Monday, November 23, 2015

On Hating Eau Claire (and Elephants)


The railroad crossing on Starr Avenue in Eau Claire will always remind me of the night I came close to driving at full speed into a moving train.

 

It was the night of the day when I discovered that the person I loved and wanted to spend my life with, who the previous week had been helping me recover from a major surgery, had cheated on me. Had been messaging strangers online and on at least one occasion, fucked one. I thought the pain I felt would surely kill me; the train was just a way to expedite things. As I sat in my car, contemplating (how fast would I need to be going to ensure instant death? Should I unbuckle my seatbelt?) the point became moot – the train finished crossing and I was still breathing. The urge to annihilate myself temporarily abated. I continued on to my destination – the regional two-gate airport to pick up my best friend who had gotten on a plane to be with me after receiving my distressed phone call.

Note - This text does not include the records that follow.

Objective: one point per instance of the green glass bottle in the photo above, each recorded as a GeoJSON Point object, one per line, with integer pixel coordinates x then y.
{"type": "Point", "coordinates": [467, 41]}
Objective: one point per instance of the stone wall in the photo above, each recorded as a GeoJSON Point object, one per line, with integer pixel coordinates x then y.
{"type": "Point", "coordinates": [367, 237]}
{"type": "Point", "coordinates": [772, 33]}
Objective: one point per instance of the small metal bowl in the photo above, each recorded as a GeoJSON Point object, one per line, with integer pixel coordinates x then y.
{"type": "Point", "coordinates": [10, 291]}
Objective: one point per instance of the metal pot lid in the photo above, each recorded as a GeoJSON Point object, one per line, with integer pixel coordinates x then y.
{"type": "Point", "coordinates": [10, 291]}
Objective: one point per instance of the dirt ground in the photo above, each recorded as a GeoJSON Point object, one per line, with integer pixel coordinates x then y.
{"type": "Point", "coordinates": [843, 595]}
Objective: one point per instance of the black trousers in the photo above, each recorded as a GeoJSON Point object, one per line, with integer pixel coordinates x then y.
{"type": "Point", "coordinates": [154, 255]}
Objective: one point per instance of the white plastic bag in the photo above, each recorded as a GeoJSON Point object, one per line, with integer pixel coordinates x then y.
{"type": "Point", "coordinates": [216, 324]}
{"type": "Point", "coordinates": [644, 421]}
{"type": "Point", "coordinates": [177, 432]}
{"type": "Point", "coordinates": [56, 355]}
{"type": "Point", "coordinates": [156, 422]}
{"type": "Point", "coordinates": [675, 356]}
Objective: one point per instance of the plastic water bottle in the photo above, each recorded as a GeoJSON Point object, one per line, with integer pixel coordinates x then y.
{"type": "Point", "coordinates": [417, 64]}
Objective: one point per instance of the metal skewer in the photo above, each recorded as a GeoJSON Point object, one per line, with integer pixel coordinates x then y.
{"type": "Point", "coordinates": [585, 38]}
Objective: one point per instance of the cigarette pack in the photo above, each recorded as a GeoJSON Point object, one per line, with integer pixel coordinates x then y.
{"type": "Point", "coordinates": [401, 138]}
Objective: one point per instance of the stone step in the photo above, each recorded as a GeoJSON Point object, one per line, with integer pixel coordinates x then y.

Every time I drive to the airport, I have to cross those tracks. It’s a strange sensation to be living through something, right in the thick of it, and still have a sense of how you will view it in hindsight. I still live in Eau Claire, but I already know I will look back on this period (two years and counting) as incredibly difficult. A time when I cried more days than I didn’t, struggled to get out of bed, and tried my best to downplay my misery for my few local friends who were, on the whole, happy and healthy. I can say without a doubt that this trauma has and will continue to transform me in ways I can’t yet articulate. I can only hope some of the changes are positive. Like, maybe I will get a good poem or two out of it. Or maybe if I find myself in a similar situation again, I’ll be better equipped to handle it and won’t consider death by train.

I wasn’t miserable when I first moved to Eau Claire. I had a stable teaching job with good benefits. For the first time, I had an office. I was able to afford a one-bedroom apartment as opposed to a cramped studio. And within three months of moving here, I fell in love. The kind of love that announces itself as major right away. Our feelings for each other were so intense that we even had an inside joke that involved elephants – we knew it would be silly to say “I love you” after only knowing each other a few weeks, but we acknowledged that it felt like an elephant in the room because the feelings were so clear, so palpable. So we sent each other pictures of elephants and signed e-mails “I elephant you.” One day I came home from work to find a necklace with an elephant charm hanging from my mailbox. After we started actually saying “I love you,” elephant ephemera continued to be a gift theme—I brought him back a stuffed elephant from Mexico, and he gave me a black-and-white scarf with an elephant print and earrings carved in the shape of elephants for my birthday.

Now when I see elephants, I want to punch something.


When our relationship abruptly ended, a strange transference occurred that has made living here very difficult: I find that my rage and hurt is now directed at Eau Claire itself, the setting of my most ill-fated love affair (to date, at least). The city feels somehow complicit, like an accessory or co-conspirator. It’s the scene of the crime and no matter what I do, the faint chalk outline of a body (my body) resurfaces, refuses to fade. Everywhere we went, and even places we didn’t go but might have, feels toxic, tainted, ominous. Needless to say, the campus where we both work is a minefield – I could run into him literally at any time. Whenever I see his car in the parking lot, I have to resist the urge to key it. 

I know this could have happened anywhere – but it happened here. Would I have found happiness in Eau Claire without meeting him? I’m not sure. It’s possible I still would have found much to dislike about the culture of an upper Midwestern college town. But we’ll never know -- unfortunately I'll always associate Eau Claire with this experience; it'll always be the place that broke my spirit to the point where I became almost unrecognizable to myself, where I flirted with oblivion. It holds the distinction of being both where I have been most happy and most miserable in my adult life. Obviously, I hope that I will achieve a new zenith of happiness (perhaps not tied to a romantic relationship. Hey, there's a novel idea!). When that happens, maybe I will be able to appreciate some of the good things I found here, the friends I made, the not-horrible moments. I hope so -- but I don't see that happening until I live elsewhere and can use physical distance to help me achieve emotional distance. From him, and from here. 

(Forgive the self-indulgence of this post. I know that in light of all the things going on geo-politically and domestically, it's rather silly to whine about a boy hurting my feelings. But this is a personal blog, and not The New York Times, so I hope an occasional post that looks solely inward is forgivable.)